Monitoring the glycaemic profile during pregnancy for women with pre-existing diabetes

Intensive blood glucose concentration monitoring assists women with diabetes to achieve glycaemic targets (see Glycaemic targets during pregnancy for women with pre-existing diabetes). Ideally, this should start before pregnancy or, at the latest, as soon as pregnancy is recognised. Recording of dietary information can also help women and their healthcare providers to guide management decisions.

During pregnancy, all women with type 2 diabetes should measure their blood glucose concentrations routinely before and after each main meal.

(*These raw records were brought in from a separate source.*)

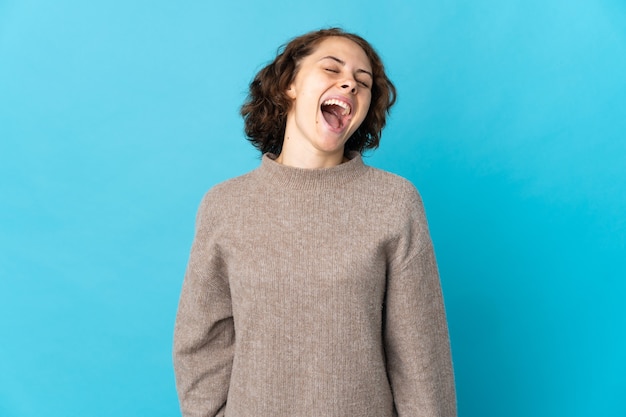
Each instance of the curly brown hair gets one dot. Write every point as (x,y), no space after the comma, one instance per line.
(265,110)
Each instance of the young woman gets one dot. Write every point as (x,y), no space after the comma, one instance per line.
(312,287)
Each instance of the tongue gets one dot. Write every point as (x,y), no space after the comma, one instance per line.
(332,115)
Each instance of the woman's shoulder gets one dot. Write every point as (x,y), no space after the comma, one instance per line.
(393,186)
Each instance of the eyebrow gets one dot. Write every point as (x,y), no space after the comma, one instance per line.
(334,58)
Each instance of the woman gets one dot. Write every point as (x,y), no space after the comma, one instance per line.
(312,287)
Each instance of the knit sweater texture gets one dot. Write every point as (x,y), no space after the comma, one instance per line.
(313,293)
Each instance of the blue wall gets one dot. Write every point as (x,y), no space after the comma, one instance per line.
(116,117)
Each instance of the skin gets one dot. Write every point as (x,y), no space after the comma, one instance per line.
(338,69)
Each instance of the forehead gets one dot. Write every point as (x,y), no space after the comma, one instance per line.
(344,49)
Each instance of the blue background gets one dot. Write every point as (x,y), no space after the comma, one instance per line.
(117,116)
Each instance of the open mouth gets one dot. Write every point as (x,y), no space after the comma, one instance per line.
(336,113)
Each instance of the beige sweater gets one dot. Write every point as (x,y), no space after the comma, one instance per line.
(313,293)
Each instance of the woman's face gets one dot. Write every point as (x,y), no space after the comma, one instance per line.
(331,96)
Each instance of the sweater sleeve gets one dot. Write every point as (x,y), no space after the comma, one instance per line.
(204,332)
(415,331)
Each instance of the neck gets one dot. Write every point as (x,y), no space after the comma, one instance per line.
(310,159)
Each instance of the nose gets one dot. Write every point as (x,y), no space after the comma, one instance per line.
(349,84)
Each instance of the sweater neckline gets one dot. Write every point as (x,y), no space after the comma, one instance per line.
(284,176)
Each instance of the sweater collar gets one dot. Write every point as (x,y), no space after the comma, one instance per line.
(311,179)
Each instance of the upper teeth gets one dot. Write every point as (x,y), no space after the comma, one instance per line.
(345,106)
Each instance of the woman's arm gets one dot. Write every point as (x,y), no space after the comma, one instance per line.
(204,334)
(416,333)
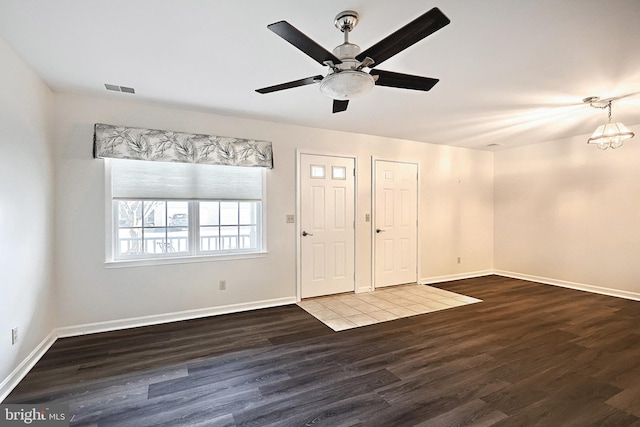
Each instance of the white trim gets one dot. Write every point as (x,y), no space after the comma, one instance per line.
(571,285)
(156,319)
(375,159)
(26,365)
(298,196)
(149,262)
(457,276)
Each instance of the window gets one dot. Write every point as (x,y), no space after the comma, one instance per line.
(175,210)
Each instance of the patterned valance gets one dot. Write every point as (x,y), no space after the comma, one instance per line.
(165,146)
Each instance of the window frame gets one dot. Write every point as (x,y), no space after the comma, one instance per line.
(194,254)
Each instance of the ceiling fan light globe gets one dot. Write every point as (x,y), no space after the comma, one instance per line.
(345,85)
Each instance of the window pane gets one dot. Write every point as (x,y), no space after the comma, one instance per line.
(229,213)
(248,238)
(128,212)
(247,213)
(129,241)
(209,213)
(228,238)
(177,214)
(150,209)
(177,240)
(209,239)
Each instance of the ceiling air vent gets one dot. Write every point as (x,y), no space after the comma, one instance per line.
(117,88)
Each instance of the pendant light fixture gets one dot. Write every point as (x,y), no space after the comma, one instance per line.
(611,134)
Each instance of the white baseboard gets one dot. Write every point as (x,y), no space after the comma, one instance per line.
(571,285)
(452,277)
(23,368)
(135,322)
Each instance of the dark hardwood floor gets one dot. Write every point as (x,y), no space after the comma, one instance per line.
(530,354)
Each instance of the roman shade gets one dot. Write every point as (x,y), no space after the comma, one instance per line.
(166,146)
(132,179)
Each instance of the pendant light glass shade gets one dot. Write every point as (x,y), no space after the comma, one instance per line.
(612,134)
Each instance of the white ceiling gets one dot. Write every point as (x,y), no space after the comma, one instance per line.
(511,72)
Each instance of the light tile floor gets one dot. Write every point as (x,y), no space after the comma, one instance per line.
(346,311)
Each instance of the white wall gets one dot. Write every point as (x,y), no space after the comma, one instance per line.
(456,214)
(567,211)
(27,299)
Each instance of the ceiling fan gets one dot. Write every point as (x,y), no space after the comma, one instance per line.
(346,78)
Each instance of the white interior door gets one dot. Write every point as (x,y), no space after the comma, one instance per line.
(327,225)
(396,223)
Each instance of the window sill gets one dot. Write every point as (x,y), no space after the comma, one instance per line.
(124,263)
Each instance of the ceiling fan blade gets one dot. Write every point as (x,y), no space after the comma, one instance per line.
(289,85)
(302,42)
(404,81)
(406,36)
(339,106)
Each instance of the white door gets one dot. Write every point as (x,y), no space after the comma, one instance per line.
(396,223)
(327,225)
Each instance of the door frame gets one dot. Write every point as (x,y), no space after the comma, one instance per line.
(298,219)
(374,159)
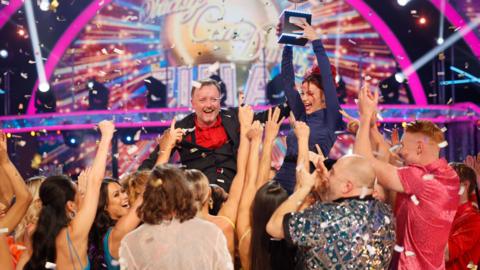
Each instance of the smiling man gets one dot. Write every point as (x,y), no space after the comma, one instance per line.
(211,136)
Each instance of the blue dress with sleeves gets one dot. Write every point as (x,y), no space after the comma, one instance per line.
(323,123)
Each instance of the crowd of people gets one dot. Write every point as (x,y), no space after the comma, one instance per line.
(392,204)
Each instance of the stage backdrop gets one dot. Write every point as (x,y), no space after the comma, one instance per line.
(177,42)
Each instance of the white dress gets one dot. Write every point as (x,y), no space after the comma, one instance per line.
(193,244)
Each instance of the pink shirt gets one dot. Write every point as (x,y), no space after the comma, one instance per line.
(424,214)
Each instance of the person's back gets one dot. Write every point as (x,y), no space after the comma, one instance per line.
(192,244)
(349,232)
(424,213)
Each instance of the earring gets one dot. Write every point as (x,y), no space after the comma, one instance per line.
(210,203)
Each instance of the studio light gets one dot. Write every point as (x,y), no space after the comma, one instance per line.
(72,138)
(44,5)
(402,2)
(3,53)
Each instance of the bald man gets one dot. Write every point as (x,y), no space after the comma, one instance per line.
(350,229)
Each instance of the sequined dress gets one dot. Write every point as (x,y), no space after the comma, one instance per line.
(349,233)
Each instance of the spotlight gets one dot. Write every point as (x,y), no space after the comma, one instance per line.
(43,87)
(45,101)
(402,2)
(127,136)
(72,138)
(3,53)
(44,5)
(97,96)
(156,93)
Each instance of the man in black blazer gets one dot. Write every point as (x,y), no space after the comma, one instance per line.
(211,136)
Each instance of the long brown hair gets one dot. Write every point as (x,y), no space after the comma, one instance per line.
(166,196)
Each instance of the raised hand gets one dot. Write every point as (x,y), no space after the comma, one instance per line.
(3,148)
(301,130)
(256,131)
(272,126)
(245,117)
(367,102)
(107,128)
(308,30)
(170,137)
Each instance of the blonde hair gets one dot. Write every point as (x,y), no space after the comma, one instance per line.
(426,128)
(133,183)
(33,212)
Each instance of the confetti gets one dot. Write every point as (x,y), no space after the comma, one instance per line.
(137,135)
(21,143)
(428,177)
(443,144)
(364,192)
(414,199)
(387,220)
(196,84)
(118,51)
(409,253)
(132,149)
(371,250)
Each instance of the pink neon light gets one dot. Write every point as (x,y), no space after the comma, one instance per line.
(457,20)
(8,11)
(62,44)
(396,47)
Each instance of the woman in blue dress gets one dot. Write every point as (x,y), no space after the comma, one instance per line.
(316,104)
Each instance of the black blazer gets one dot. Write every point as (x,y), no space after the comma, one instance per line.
(219,165)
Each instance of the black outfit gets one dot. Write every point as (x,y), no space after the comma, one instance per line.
(219,165)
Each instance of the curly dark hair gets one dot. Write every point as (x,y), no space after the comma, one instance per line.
(167,196)
(100,226)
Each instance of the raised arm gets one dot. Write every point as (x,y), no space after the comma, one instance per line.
(305,183)
(272,127)
(23,197)
(386,173)
(166,143)
(243,219)
(83,220)
(230,207)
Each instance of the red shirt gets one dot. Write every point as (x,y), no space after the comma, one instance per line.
(211,137)
(464,239)
(424,214)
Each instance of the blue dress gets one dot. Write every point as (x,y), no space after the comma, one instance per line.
(106,253)
(323,123)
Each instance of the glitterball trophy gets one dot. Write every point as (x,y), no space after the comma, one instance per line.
(290,32)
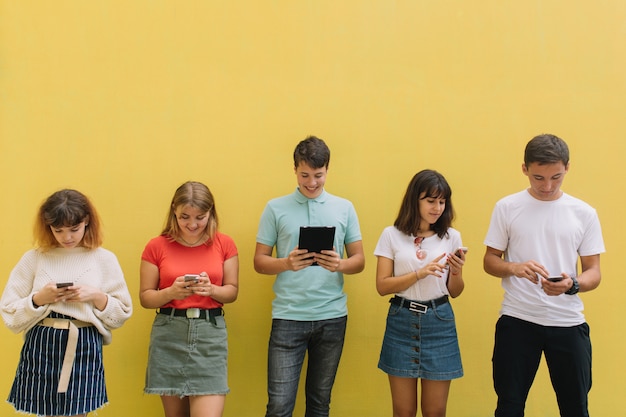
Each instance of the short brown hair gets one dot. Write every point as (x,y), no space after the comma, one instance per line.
(66,208)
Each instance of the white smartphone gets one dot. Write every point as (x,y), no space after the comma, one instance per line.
(458,251)
(556,278)
(192,278)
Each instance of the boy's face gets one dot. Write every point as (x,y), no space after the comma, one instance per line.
(545,179)
(310,180)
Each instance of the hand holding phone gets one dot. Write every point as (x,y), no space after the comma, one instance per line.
(555,278)
(192,278)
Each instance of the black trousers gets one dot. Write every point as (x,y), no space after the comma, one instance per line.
(516,357)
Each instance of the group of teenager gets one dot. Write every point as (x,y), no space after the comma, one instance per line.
(68,293)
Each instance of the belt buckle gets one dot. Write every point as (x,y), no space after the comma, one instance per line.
(417,307)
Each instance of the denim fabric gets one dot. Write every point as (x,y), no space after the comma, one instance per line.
(187,356)
(516,356)
(421,345)
(289,342)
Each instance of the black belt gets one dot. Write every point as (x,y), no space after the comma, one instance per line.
(418,306)
(192,313)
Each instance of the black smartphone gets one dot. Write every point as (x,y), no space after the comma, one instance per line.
(192,278)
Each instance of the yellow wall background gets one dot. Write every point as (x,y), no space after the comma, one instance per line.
(126,100)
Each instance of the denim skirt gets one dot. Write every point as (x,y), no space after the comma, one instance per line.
(187,357)
(36,381)
(421,345)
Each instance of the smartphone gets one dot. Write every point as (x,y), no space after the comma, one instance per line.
(555,278)
(192,278)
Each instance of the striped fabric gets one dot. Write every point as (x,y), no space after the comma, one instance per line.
(34,389)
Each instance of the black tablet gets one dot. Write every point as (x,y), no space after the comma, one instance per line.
(316,238)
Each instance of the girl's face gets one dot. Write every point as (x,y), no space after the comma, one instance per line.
(191,221)
(69,236)
(431,209)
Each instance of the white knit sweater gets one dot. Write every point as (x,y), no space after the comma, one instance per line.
(97,268)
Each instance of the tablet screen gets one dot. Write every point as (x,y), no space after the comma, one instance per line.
(316,238)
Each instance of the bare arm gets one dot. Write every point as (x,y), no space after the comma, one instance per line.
(149,294)
(352,264)
(228,291)
(590,276)
(494,264)
(387,283)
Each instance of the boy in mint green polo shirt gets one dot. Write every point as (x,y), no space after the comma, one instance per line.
(309,312)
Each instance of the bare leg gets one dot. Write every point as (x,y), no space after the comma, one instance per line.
(403,396)
(434,398)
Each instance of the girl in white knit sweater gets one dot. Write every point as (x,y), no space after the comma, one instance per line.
(67,295)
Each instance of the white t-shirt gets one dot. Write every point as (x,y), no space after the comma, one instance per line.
(553,233)
(400,248)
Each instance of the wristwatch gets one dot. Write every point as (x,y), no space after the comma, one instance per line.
(575,287)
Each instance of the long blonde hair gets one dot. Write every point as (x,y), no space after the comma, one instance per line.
(194,194)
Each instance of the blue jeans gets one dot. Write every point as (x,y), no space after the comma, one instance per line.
(289,342)
(516,356)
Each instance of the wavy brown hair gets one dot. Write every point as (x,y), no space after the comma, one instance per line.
(433,185)
(67,208)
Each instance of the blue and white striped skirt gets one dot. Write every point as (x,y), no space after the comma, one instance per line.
(36,381)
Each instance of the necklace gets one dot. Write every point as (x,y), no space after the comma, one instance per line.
(419,252)
(191,244)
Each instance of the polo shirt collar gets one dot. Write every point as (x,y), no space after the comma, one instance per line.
(301,198)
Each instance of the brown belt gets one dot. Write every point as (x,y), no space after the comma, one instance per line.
(70,349)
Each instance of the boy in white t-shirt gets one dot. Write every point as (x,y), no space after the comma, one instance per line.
(534,241)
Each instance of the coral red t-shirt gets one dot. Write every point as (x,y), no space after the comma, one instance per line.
(174,260)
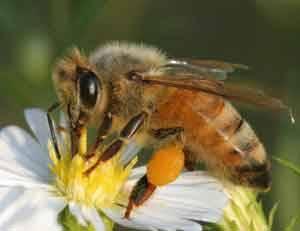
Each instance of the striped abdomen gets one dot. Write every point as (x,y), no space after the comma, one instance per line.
(215,133)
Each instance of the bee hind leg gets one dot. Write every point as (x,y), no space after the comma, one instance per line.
(140,193)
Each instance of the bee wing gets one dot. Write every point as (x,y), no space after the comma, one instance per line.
(209,84)
(211,69)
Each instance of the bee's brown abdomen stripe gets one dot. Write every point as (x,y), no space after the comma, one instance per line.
(238,125)
(228,122)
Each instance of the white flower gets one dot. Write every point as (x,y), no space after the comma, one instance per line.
(35,187)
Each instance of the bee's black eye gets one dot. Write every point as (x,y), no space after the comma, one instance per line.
(88,88)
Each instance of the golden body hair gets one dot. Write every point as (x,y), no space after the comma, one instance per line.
(213,131)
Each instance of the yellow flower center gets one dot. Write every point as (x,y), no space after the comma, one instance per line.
(100,189)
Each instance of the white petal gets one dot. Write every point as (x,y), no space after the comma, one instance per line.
(37,121)
(76,210)
(21,158)
(194,196)
(91,215)
(32,210)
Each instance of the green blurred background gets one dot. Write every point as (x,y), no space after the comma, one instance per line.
(264,34)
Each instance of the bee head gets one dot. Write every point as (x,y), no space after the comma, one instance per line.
(80,89)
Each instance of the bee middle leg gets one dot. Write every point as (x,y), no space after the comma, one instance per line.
(127,132)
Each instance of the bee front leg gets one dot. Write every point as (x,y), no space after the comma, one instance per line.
(101,135)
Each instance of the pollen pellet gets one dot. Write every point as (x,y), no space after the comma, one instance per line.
(165,165)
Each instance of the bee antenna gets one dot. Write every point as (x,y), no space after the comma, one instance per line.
(291,114)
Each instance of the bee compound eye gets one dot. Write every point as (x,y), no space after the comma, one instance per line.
(88,88)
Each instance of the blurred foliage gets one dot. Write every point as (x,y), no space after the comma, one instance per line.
(263,34)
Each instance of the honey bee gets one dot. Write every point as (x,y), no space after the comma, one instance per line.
(185,102)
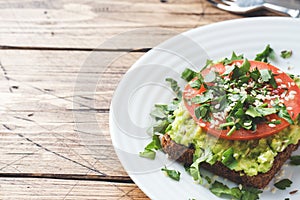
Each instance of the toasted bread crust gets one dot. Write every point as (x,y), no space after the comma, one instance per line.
(184,155)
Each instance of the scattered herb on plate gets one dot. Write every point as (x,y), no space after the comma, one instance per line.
(283,184)
(286,54)
(173,174)
(295,160)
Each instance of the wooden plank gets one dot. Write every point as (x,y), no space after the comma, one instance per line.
(87,24)
(38,128)
(28,188)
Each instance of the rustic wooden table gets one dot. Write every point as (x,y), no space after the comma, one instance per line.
(46,63)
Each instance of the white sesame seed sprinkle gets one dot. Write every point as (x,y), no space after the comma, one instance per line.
(202,124)
(289,108)
(283,85)
(279,80)
(272,125)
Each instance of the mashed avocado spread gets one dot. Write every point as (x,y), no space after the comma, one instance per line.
(249,157)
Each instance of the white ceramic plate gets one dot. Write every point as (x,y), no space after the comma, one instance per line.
(144,85)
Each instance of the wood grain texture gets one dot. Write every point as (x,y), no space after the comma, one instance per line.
(20,188)
(52,55)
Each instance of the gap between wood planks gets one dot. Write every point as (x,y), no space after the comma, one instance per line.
(82,177)
(39,48)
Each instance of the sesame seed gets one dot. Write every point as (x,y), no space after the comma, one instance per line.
(273,190)
(217,106)
(272,125)
(289,108)
(283,86)
(287,98)
(202,124)
(293,92)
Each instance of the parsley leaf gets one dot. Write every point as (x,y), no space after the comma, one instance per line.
(175,87)
(206,96)
(220,189)
(173,174)
(268,52)
(286,54)
(203,112)
(188,74)
(295,160)
(149,151)
(148,154)
(228,159)
(234,57)
(283,184)
(283,113)
(241,71)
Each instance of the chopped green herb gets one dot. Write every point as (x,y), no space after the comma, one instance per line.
(234,57)
(228,159)
(220,189)
(268,52)
(206,96)
(283,184)
(208,179)
(160,126)
(276,122)
(283,113)
(188,74)
(286,54)
(149,151)
(159,111)
(295,160)
(148,154)
(241,71)
(175,87)
(203,112)
(265,74)
(173,174)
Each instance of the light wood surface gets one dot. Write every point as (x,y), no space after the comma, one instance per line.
(45,66)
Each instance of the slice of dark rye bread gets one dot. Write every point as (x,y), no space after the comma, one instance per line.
(184,155)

Women with type 1 diabetes should continue intensive blood glucose concentration monitoring, as in the pre-conception period (ie before and after each meal, and before bedtime).

When used in combination with capillary (finger-prick) blood glucose concentration monitoring, continuous glucose monitoring or flash glucose monitoring can help guide treatment of women with pre-existing diabetes during pregnancy, particularly those treated with insulin. Continuous glucose monitoring (CGM) during pregnancy in patients with type 1 diabetes has been associated with an improved glycaemic profile and improved neonatal outcomes. However, the cost of continuous glucose monitoring and flash glucose monitoring may be a barrier, unless subsidised. At the time of writing, the Australian Government subsidises continuous and flash glucose monitoring on the National Diabetes Services Scheme (NDSS) for women with type 1 diabetes who are actively planning pregnancy, pregnant or immediately post-pregnancy. For more information about continuous and flash glucose monitoring, see Interstitial fluid glucose monitoring systems.

Glycated haemoglobin (HbA1c) should be measured every 6 to 8 weeks during pregnancy in women with pre-existing diabetes.